The study incorporates a mixed-method design and the feasibility was explored through five different stages:

Stage 1: The researchers studied different review papers and research projects on the use of social robots in Low and Middle Income Countries so as to determine the direction of their future projects. They found that there was a limited number of studies based in Low Income countries with Eva being the first of its kind in Mexico and it was even lesser in India. 

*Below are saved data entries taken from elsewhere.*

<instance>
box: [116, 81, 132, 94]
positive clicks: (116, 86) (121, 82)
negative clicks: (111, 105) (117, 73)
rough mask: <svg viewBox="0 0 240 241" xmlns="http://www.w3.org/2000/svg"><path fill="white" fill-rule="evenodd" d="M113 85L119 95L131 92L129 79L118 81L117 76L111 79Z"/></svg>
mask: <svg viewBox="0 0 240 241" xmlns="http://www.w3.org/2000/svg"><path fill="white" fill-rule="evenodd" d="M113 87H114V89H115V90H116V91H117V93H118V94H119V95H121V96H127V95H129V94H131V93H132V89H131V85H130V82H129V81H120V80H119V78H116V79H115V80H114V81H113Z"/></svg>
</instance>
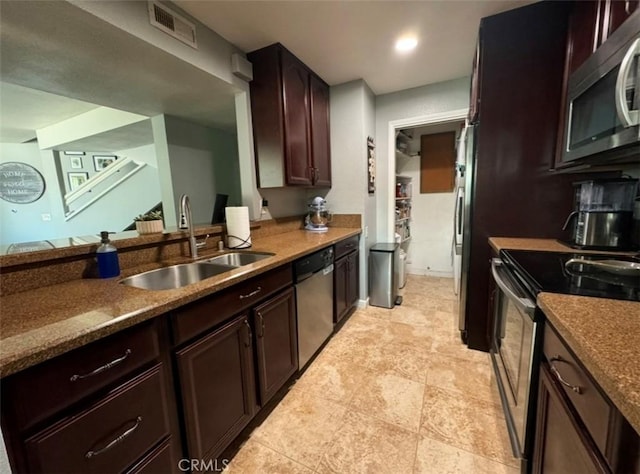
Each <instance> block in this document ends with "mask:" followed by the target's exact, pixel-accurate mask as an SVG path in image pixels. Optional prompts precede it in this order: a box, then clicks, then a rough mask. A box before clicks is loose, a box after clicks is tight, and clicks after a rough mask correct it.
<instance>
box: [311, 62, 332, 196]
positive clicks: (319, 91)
mask: <svg viewBox="0 0 640 474" xmlns="http://www.w3.org/2000/svg"><path fill="white" fill-rule="evenodd" d="M309 90H310V103H311V160H312V166H313V171H312V176H313V184H314V185H315V186H326V187H331V146H330V142H329V86H327V84H325V83H324V82H323V81H321V80H320V79H319V78H317V77H316V76H314V75H313V74H311V75H310V77H309Z"/></svg>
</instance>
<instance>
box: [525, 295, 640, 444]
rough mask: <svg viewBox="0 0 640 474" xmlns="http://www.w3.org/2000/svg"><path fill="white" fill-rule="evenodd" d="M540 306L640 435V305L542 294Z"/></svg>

Stage 2: This stage was about understanding the acceptability and adaptability of Social Robots in India. When the idea of a social robot was introduced for the study, many professionals were hesitant but the caregivers of people with dementia were very keen and receptive. The caregivers expressed that their burden would be reduced and suggested the use of better AI technology so as to hold a better conversation with the people with dementia. 

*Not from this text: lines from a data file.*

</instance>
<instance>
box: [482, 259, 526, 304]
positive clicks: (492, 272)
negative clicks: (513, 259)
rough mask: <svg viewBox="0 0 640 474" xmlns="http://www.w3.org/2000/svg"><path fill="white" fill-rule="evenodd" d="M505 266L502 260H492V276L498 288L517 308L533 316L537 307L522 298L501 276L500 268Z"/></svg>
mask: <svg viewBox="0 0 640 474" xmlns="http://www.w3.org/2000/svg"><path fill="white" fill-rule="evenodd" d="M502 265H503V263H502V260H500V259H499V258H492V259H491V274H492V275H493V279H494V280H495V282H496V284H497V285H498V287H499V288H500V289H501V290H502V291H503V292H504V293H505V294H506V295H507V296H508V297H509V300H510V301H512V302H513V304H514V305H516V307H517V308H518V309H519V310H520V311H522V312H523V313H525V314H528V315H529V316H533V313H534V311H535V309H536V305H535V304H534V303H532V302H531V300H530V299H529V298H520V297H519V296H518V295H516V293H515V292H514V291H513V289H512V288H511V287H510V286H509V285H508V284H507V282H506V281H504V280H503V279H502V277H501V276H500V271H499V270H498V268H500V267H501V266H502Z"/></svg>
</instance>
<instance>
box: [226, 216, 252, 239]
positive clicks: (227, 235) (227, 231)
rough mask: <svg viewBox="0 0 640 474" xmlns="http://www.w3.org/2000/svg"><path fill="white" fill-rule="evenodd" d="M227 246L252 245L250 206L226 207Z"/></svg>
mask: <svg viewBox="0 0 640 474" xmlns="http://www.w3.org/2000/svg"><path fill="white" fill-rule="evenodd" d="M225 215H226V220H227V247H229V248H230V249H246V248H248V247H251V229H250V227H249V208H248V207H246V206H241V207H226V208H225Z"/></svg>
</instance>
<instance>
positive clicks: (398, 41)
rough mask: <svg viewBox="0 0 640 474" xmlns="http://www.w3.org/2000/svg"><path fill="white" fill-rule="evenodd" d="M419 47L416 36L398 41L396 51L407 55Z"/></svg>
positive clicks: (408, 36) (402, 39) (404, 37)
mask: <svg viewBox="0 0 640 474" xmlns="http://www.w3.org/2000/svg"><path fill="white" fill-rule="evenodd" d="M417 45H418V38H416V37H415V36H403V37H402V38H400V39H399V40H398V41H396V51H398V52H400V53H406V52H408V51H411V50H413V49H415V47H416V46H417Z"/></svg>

Stage 3: This stage assessed the recognition evaluation of Hybrid Face Robot’s emotive responses. An Expert Review Panel rated the appropriateness of Indian photographs for human expressions and tested the HFR’s emotive responses. The HFR was then used to react to the pictures of two groups with one group consisting of people with dementia and the control group made up of healthy individuals. 

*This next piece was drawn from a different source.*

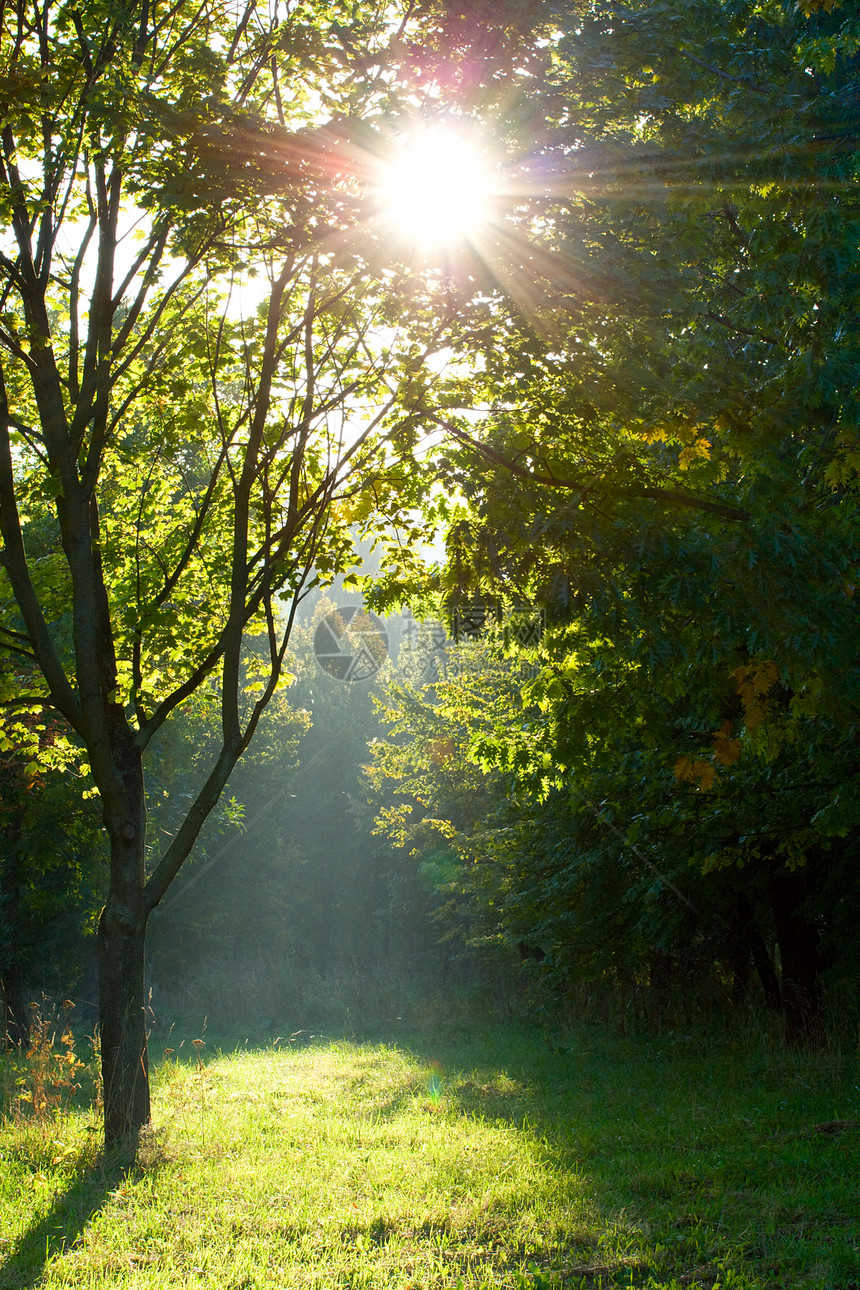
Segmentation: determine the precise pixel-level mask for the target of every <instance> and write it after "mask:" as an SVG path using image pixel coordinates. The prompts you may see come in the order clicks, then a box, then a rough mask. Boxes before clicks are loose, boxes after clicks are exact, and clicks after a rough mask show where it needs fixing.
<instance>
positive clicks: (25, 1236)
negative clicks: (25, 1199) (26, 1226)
mask: <svg viewBox="0 0 860 1290" xmlns="http://www.w3.org/2000/svg"><path fill="white" fill-rule="evenodd" d="M132 1167H133V1166H130V1165H129V1164H128V1162H121V1161H116V1162H110V1161H107V1162H106V1161H103V1160H102V1161H97V1162H94V1161H93V1160H92V1157H88V1158H86V1160H85V1161H81V1162H80V1164H79V1165H77V1167H76V1169H75V1171H73V1173H72V1174H71V1176H70V1178H68V1186H67V1187H66V1189H64V1191H63V1192H61V1193H59V1195H58V1196H57V1197H55V1198H54V1202H53V1205H52V1206H50V1209H49V1210H48V1213H46V1214H44V1215H43V1216H41V1218H39V1219H37V1220H36V1222H35V1223H34V1224H32V1225H31V1227H30V1228H27V1231H26V1232H23V1233H22V1236H21V1237H19V1238H18V1241H15V1242H14V1244H13V1246H12V1251H10V1253H9V1255H8V1256H6V1258H5V1259H4V1260H3V1263H0V1286H3V1290H30V1287H32V1286H36V1285H37V1284H39V1281H40V1280H41V1277H43V1276H44V1273H45V1268H46V1267H48V1264H49V1262H50V1260H52V1259H53V1258H54V1256H55V1255H58V1254H62V1253H63V1251H64V1250H67V1249H70V1247H71V1246H72V1245H73V1244H75V1241H76V1240H77V1238H79V1236H80V1235H81V1232H83V1231H84V1229H85V1227H86V1224H88V1223H89V1222H90V1219H92V1218H93V1215H94V1214H98V1211H99V1210H101V1209H102V1207H103V1205H104V1202H106V1200H107V1198H108V1196H110V1195H111V1192H112V1191H113V1189H115V1188H116V1187H119V1186H120V1183H121V1182H122V1179H124V1178H128V1175H129V1173H130V1171H132Z"/></svg>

The results showed that the HFR responded poorly to both the groups. This could be attributed to the HFR being developed in the UK and was only able to detect the emotive responses of the people in that region. Thus these findings indicate the need for the cultural adaptation of the HFR’s emotive responses. 

Stage 4: This stage included developing an intervention plan for pilot testing the HFR which was determined by the results of the first three stages. The plan was composed of the following parameters

  1. The people with dementia had a 30-min session with the HFR once a week
  2. The HFR performed activities that could be used to engage the people with dementia such as reading the newspaper and listening to music. 
  3. Better strategies for improving social engagement of the patients. 

Through the HFR, the respective clinician was also able to monitor the patient’s health, mental status and agitation episodes. 

Stage 5: The HFR was tested on one person with dementia (age 67) with a total of three sessions and the pre- and post- mood were assessed using a face scale. Observational measure of engagement was also used to understand the interaction of the patient with the HFR. The results were encouraging as the duration of the sessions with the HFR increased with each session. Despite there being technical difficulties, the caregiver saw that the patient’s cognition and social interactions had significantly improved.  

Future work of this project includes addressing the technical difficulties of the HFR, testing the HFR on a larger scale and cultural adaptation of the HFR to improve emotive responses to people with dementia in India. The project will also include the use of a BrainBot (currently being developed at the Imperial College of London) that will engage users with an attentive face robot to communicate using natural language and facial expressions. 

The social robots and the BrainBot will ensure that a person with dementia is independent, monitor their mental and physical health (through extra wearables) and also help with reminiscence therapy. Dr. Vaitheeswaran also believes that the social robots will help with people suffering from other mental illnesses such as schizophrenia, bipolar disorder and borderline personality disorder.